MPは「真神恭介と愉快で頼もしい仲間達」で形成されている世界ですからね。
私にとっては「潤ちゃんと愉快で頼もしい仲間達」とも言えます。
なんて言いましたっけこういうの・・・・・・
「一人はみんなのために、みんなは一人のために」はちょっと違うような気が。
だから恭介×潤のカップリングを前面に押し出すだけでなく、
恭介と潤ちゃんを取り巻く仲間達の魅力も書いていきたいなと常々思っています。
本作に限れば、哲平ファン&成美ファンの方も喜んで頂けると嬉しいな、なんて。

余談ですが、実はまだこの話には続きがあります。
「何故潤ちゃんが成美さんの写真を欲しがったのか」という部分ですね。
当初はそこまで書く予定だったのですが、思ったより文章量が多くなってしまったことと
今回のオチがスッキリまとまったということがあり、一旦ここで止めておくことにしました。

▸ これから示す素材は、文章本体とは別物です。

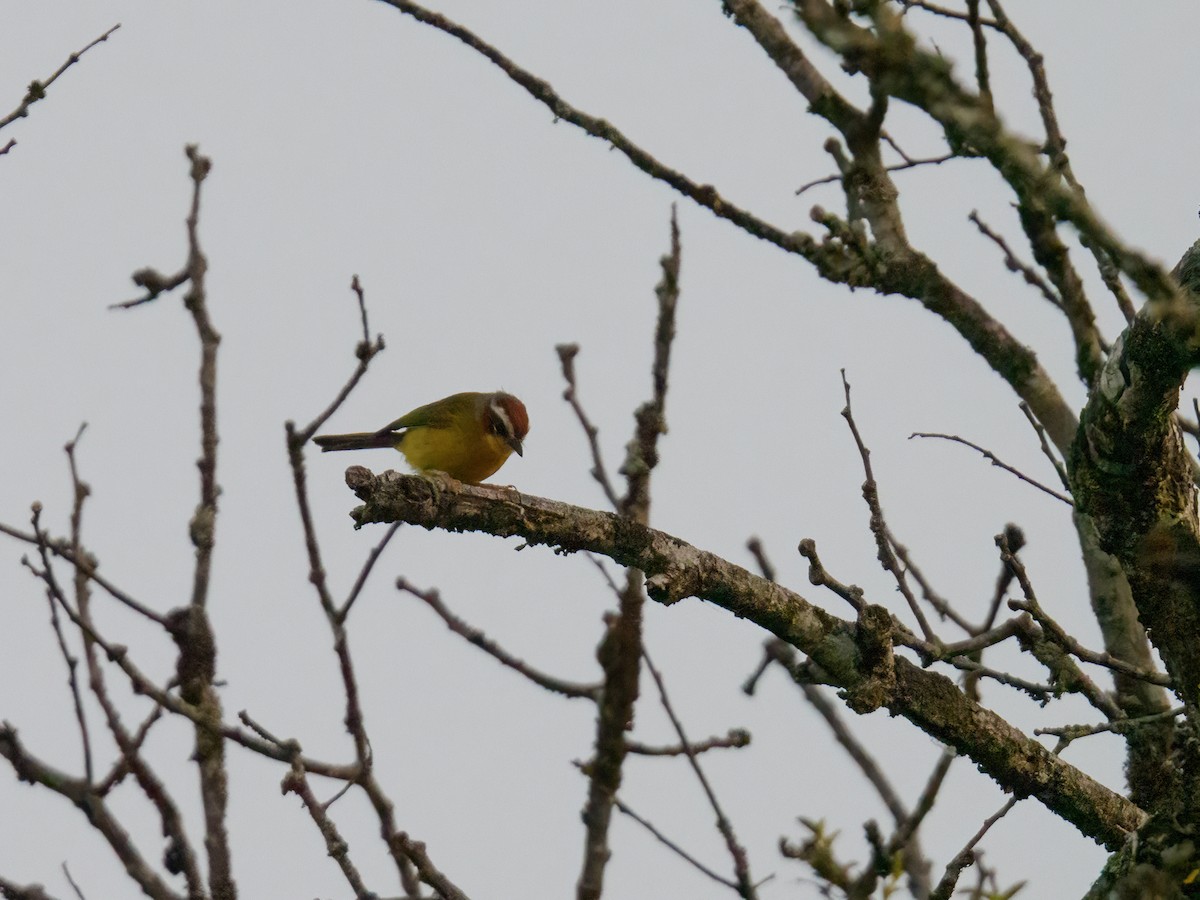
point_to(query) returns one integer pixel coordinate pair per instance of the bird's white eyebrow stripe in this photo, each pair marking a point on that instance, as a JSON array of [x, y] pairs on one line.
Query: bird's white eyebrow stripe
[[501, 413]]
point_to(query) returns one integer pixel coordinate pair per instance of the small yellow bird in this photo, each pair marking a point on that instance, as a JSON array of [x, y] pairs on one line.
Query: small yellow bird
[[467, 436]]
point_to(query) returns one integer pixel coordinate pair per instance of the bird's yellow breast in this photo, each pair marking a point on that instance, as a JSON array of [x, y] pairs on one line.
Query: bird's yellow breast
[[449, 450]]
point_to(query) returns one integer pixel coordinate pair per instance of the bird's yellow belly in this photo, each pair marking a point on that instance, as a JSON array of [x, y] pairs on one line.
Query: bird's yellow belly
[[444, 450]]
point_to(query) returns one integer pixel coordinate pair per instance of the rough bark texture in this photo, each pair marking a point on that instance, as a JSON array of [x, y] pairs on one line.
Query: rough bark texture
[[849, 653]]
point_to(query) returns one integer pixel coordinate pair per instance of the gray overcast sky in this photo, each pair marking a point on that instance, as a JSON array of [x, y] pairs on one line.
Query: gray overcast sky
[[347, 138]]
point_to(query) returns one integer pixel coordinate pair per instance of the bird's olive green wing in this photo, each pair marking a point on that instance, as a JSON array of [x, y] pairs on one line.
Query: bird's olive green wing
[[438, 414]]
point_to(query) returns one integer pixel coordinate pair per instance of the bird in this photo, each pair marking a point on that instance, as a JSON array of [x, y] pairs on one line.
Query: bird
[[467, 436]]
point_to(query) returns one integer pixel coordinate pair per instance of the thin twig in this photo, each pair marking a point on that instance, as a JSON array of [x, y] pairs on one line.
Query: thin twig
[[365, 351], [967, 856], [1045, 445], [1015, 265], [365, 571], [995, 461], [337, 847], [737, 738], [37, 89], [899, 167], [567, 353], [477, 637], [672, 846], [879, 525], [1068, 733], [745, 885], [72, 882]]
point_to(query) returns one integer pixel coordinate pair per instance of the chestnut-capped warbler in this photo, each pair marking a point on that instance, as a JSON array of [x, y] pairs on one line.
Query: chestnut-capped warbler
[[467, 436]]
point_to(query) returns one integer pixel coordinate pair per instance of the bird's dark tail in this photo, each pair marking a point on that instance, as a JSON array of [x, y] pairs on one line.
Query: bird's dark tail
[[363, 441]]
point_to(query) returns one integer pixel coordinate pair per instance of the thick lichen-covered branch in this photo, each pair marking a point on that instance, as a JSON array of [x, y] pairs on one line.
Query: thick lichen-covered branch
[[847, 652]]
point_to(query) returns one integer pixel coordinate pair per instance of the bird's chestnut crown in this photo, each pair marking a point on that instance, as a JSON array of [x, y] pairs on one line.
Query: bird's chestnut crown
[[508, 419]]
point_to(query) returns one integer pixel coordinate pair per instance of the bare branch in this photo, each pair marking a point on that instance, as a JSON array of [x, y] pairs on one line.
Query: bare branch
[[997, 462], [477, 637], [745, 885], [37, 89], [677, 570], [879, 525], [567, 353]]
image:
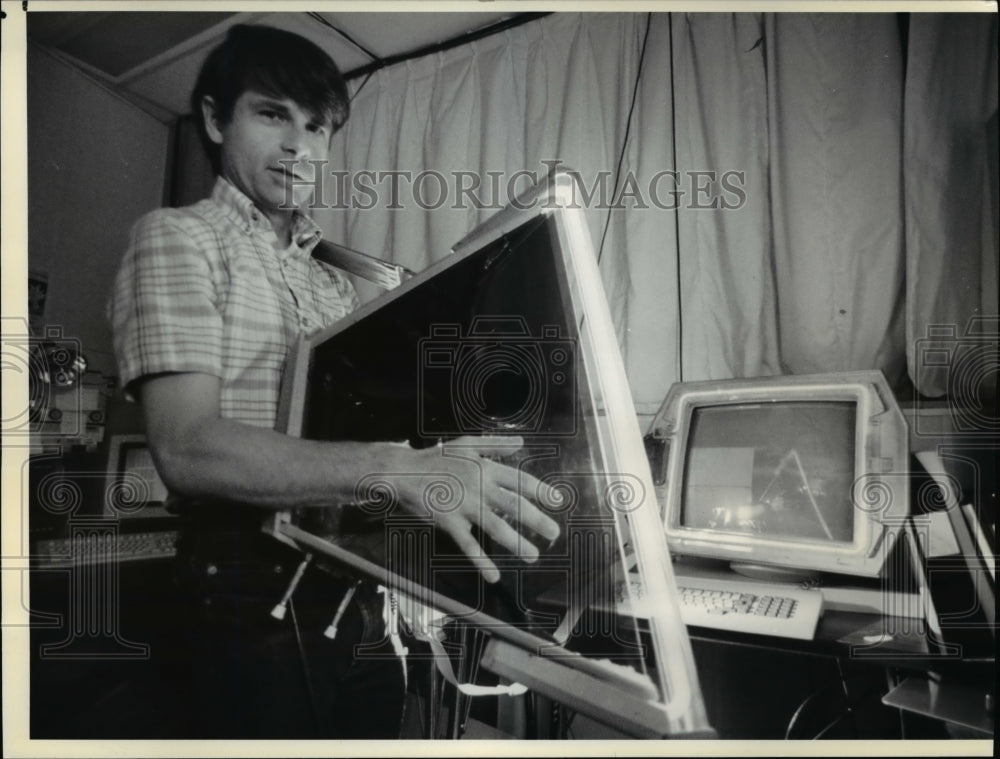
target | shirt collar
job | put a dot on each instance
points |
(306, 233)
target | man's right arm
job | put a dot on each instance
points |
(200, 454)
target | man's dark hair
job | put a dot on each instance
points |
(275, 63)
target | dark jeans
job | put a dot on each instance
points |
(260, 677)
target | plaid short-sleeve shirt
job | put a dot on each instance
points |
(203, 289)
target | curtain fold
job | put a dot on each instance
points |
(951, 207)
(798, 192)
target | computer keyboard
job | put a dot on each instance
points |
(95, 549)
(748, 607)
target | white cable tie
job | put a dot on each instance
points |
(278, 612)
(331, 631)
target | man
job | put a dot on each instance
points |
(208, 300)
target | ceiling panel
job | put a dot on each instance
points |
(157, 54)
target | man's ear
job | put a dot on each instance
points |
(210, 115)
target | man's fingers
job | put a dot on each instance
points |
(471, 548)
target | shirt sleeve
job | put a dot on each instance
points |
(163, 309)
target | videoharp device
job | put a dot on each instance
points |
(509, 335)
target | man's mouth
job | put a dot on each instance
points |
(288, 175)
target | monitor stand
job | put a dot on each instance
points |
(786, 575)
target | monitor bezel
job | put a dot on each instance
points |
(680, 709)
(117, 499)
(880, 469)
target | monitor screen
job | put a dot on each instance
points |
(510, 335)
(802, 472)
(781, 470)
(133, 488)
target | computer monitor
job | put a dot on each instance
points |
(132, 487)
(509, 335)
(783, 476)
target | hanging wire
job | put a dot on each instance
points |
(628, 129)
(325, 22)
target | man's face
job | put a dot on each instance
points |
(265, 147)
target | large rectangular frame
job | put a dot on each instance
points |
(597, 687)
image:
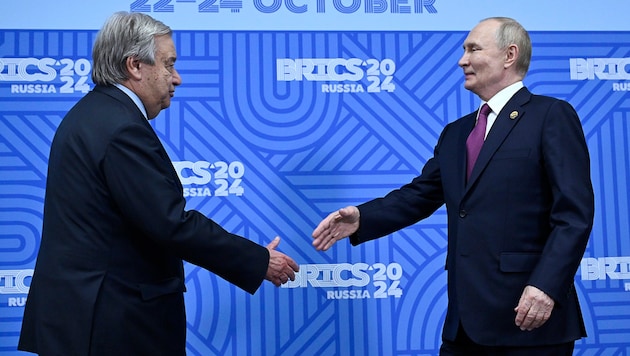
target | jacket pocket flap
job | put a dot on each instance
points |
(168, 286)
(518, 261)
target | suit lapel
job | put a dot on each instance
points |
(509, 116)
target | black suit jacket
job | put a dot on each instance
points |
(523, 218)
(109, 275)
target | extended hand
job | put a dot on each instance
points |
(281, 267)
(534, 308)
(336, 226)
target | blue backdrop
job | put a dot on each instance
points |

残りの部分に関しては別の話として書くかもしれません。
ただその場合、現在の構想だとかなり短い話になってしまうので、
結末だけはそのままに『起』『承』『転』の部分を再度考え直すと思います。
ですので完成は随分先のことになるのかな・・・・・・と。

それはそうとタイトル考えるのに2日も費やしてしまいました。
一度悩むと長いんですよね……私。